経済面では、南アフリカはサハラ以南のアフリカの国内総生産(GDP)の2割を占め、アフリカ諸国で唯一のG20メンバー国であり、アフリカ屈指の大国としてアフリカ大陸の発展を牽引しています。白金、クロム、マンガン、金、ダイヤモンド、バナジウム、鉄鉱、石炭などの鉱物資源に恵まれる世界有数の資源国でもあります。また、国際物流の拠点となるダーバン港を擁し、アフリカ地域で活躍する企業が多数あります。日本企業の進出数も約260に及び、南アフリカを拠点にアフリカ大陸でのビジネスが展開されています。

一方で、民主化から約30年が経過しようとしていますが、経済格差や若年層の高い失業率が依然として大きな社会問題です。1人あたりのGDPが5,000米ドルを超える中進国ですが、経済を牽引する南アフリカ社会の頂点を除けば、他のサブサハラ・アフリカ諸国と全く同様の開発課題に直面しており、民主化当時に思い描いた到達点はまだまだ遠いというのが実情です。
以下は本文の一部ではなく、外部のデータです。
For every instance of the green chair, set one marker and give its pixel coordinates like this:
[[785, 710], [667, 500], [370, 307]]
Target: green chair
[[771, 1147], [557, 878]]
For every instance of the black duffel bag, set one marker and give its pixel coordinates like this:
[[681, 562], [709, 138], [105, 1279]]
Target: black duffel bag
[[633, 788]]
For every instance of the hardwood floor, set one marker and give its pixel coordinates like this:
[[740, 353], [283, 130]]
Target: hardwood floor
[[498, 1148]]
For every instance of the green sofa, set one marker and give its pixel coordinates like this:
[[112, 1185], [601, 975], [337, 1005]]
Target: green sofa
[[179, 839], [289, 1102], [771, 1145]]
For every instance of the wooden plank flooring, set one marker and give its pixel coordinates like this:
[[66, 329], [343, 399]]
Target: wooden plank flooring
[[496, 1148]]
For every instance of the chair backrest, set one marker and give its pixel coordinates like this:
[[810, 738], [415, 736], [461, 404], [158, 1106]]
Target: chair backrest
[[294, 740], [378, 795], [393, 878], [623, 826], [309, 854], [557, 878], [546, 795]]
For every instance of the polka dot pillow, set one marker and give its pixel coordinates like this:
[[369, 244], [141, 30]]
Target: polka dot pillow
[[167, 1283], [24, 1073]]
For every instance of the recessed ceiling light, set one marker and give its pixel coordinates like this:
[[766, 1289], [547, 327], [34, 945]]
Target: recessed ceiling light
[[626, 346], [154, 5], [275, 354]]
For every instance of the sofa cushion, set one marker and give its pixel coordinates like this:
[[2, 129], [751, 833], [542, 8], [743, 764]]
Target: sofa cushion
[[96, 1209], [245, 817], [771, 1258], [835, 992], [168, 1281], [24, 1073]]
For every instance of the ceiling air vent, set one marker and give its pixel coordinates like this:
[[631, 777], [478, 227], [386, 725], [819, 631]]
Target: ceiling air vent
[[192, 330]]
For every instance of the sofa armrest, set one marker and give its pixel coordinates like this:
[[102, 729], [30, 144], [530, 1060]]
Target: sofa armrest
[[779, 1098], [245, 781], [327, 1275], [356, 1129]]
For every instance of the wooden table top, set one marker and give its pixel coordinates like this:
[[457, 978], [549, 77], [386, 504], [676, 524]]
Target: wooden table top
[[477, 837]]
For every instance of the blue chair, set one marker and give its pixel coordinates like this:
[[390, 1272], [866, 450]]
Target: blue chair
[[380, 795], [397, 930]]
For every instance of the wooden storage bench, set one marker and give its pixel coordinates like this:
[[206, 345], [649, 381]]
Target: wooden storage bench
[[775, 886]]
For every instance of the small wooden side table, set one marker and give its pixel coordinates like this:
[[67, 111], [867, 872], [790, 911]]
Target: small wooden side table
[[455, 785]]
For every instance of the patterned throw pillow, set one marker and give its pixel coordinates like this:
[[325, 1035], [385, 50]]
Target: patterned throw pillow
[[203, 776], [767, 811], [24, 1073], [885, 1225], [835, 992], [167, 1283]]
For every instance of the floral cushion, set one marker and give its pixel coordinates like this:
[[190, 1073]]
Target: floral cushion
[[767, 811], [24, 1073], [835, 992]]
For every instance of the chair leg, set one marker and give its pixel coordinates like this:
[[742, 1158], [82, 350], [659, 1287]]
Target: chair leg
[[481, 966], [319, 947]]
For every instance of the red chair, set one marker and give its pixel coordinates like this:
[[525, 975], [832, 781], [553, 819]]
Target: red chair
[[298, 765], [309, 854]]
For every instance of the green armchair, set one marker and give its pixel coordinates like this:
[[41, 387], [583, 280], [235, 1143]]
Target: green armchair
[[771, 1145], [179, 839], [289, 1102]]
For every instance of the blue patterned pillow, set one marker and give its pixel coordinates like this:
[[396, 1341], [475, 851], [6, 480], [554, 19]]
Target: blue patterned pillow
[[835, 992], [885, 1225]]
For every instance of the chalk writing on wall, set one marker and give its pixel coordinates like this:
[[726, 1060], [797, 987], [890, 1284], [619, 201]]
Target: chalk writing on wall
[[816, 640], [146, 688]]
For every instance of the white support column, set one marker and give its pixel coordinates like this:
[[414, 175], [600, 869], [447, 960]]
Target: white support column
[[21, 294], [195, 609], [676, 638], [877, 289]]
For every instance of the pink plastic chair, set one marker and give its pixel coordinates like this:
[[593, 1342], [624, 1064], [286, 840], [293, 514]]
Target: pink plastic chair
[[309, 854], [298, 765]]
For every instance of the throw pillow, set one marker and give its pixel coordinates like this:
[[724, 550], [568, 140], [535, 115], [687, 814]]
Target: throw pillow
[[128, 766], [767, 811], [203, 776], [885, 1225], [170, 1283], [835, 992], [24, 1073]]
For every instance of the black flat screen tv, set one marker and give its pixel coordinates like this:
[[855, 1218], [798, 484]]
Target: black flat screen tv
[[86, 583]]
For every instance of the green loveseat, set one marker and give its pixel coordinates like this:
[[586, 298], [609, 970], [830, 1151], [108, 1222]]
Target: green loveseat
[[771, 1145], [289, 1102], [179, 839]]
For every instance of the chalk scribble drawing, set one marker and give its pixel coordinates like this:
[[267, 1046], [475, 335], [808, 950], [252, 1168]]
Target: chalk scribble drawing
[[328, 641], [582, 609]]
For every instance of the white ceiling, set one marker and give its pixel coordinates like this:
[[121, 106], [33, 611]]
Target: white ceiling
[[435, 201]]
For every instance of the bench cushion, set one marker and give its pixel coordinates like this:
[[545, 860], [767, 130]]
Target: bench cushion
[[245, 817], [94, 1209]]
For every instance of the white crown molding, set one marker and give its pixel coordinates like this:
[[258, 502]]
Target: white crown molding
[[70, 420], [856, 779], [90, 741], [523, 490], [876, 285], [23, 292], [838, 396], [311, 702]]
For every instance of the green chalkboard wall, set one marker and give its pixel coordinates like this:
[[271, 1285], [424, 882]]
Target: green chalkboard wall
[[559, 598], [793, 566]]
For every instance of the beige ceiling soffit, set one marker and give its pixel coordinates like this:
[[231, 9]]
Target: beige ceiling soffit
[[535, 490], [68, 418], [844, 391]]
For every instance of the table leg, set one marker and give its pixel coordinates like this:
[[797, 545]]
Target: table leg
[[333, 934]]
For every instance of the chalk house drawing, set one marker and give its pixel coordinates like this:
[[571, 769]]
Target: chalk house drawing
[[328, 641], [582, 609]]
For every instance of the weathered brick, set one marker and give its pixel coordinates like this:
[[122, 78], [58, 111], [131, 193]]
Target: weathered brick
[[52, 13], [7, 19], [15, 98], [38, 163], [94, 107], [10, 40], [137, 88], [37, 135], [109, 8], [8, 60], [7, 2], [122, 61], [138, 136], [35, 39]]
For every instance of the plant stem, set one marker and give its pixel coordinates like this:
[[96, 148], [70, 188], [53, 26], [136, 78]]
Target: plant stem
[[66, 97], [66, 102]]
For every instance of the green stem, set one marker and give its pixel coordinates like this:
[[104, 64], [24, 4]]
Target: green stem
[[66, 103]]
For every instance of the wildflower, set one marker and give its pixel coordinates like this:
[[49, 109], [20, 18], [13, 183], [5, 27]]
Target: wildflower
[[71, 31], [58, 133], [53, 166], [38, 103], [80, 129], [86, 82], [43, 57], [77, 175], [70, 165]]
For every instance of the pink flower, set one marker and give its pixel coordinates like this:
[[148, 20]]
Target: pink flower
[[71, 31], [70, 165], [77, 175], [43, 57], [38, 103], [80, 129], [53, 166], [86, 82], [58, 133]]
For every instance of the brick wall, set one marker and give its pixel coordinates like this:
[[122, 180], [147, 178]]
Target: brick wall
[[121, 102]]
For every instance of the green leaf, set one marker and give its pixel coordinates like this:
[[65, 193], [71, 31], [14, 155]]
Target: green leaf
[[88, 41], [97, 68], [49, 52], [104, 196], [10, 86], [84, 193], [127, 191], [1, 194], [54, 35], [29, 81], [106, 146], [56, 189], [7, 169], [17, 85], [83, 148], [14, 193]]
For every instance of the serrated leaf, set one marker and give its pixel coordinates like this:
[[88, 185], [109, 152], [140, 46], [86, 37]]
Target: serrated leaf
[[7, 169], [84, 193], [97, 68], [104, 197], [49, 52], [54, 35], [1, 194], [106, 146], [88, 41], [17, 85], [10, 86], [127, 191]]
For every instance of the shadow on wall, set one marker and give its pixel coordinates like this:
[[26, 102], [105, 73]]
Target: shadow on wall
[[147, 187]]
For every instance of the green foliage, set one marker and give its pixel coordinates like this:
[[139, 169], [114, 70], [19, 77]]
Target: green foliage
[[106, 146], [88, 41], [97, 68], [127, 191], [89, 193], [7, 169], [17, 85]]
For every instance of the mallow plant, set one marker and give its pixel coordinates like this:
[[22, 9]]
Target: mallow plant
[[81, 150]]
国別開発協力方針の基本方針「成長の加速化と貧困層の底上げ」に示されるように、アフリカ地域経済を牽引する経済成長を図りつつ、並行して国内における格差是正を支援していくことが求められます。

アフリカ地域共通の課題解決に貢献する観点からは、南アフリカに拠点をもつ「アフリカ連合開発庁-アフリカ開発のための新パートナーシップ計画調整庁(AUDA-NEPAD)」への支援・連携強化にも取り組んでいます。

南アフリカ共和国に加えて、当事務所で兼轄するエスワティニ、レソトを含めて、JICAは、技術協力、科学技術協力、資金協力、民間連携事業、海外ボランティアなどを駆使してそれぞれの国と地域が抱える課題に真摯に向き合い、これらの国々の人々の幸せに貢献できるよう、日本の産学官民の皆さまや国際社会と共に信頼されるパートナーとして取り組んでいきたいと思います。